We started our 'safari' at daybreak. Before long a water buffalo blocked the road in light too dim for a photograph. Peter waited for it to amble off, averting a mismatch between the little sedan and an irate bull.
Out on the savannah our guide jubilantly proclaimed it a lucky, lucky day when he spotted a rhinoceros. Do 'massive' and 'exquisite' fit together comfortably? Peter allowed me to roll the window down for a photo. Tall grass obstructed the camera focus, but we tasted the wild aura of Africa.
|Remains of an eland|
|Lion resting with full belly|
Time and distance carry their psychic as well as their physical dimensions. We did not intend to test feline reflexes against electric window speed. We parted peacefully.
|Baboons pilfering picnic barrel|
Further along we came to the congregation center of another Park denizen that helps itself to trash. Marabou storks frequently scavenge landfills and the street-side debris of Kenyan towns.
A pair of hunters-on-the-wing surveyed surrounding grasslands from a treetop perch.
They bore only the slightest resemblance to the fleet-footed but flightless ostrich.
The ostrich seems modeled more on the lines of a giraffe, but it does come from an egg.
|African tickbirds satisfy themselves and the giraffe.|
|Zebras on the road|
|A dammed stream|
Traversing a remote valley we came upon a rhinoceros family in a damp wallow. The parents closed protectively around their calf in an earthly microcosm. The sight made Peter the happiest man in the land.
|Peter Thiong'o drops us back at the hotel.|
We flew to Kisumu on the shores of Lake Victoria, en route to our sojourn at the Kakamega Care Center, giving kids a chance. They speak three languages: their tribal earthly tongue; the Swahili that unites them; the English of progressive life. We heard that 30 million people live along the shores of Lake Victoria in a constellation of countries.
We sifted thoughts of equity and fairness. We experienced hugs and smiles.
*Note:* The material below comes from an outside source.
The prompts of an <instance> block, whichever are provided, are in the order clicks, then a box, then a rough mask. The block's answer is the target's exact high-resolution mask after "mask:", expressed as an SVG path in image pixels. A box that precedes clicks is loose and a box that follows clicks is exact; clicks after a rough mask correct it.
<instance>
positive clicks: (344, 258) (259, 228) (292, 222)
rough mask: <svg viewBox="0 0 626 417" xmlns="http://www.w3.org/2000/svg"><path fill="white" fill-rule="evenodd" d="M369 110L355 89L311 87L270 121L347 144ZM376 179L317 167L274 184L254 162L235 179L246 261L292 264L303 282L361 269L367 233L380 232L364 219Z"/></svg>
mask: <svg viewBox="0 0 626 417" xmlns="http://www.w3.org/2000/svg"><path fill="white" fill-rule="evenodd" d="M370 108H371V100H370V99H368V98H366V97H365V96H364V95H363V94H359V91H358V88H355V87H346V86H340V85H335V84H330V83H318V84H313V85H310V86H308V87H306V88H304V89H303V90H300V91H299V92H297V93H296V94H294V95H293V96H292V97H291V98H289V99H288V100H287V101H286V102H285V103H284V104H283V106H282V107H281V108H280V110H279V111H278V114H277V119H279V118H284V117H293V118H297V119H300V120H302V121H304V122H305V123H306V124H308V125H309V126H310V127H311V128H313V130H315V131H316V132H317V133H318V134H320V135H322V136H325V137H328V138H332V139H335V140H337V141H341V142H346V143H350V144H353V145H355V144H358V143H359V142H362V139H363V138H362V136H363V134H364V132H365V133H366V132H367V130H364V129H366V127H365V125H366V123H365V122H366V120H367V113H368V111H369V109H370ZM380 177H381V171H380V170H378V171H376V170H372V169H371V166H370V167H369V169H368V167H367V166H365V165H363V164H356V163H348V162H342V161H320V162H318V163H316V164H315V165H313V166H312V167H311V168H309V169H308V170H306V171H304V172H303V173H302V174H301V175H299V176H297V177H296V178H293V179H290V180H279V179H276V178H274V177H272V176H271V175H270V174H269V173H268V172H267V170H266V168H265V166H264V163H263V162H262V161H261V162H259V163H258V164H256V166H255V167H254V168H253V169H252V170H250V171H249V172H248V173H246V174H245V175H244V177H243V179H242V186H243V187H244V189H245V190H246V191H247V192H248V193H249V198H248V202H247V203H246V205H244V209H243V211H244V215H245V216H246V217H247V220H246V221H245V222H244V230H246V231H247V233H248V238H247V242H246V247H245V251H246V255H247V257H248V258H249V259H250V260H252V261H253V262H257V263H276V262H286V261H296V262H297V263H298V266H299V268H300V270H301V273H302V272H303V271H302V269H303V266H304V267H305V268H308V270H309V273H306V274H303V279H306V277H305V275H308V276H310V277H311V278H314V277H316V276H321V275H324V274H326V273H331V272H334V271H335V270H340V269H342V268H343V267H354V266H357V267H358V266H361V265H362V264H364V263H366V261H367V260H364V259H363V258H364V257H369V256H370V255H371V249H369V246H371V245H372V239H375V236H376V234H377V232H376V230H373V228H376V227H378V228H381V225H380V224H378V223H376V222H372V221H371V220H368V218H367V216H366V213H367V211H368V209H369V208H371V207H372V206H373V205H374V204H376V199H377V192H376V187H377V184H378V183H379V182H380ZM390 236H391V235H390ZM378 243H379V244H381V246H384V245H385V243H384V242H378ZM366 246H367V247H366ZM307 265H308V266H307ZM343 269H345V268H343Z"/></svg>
We reverberated with William Blake's "for mercy has a human heart/Pity a human soul."
We pondered the muse of social engineering in the future of the Earth, whether wisdom has a soul, whether any comprehensible process is at play, the nature of restraint and the restraint of Nature.
Like Earth we enjoy our own importance, the extent of our moments, the singularity and the oneness that forge our brief orbits.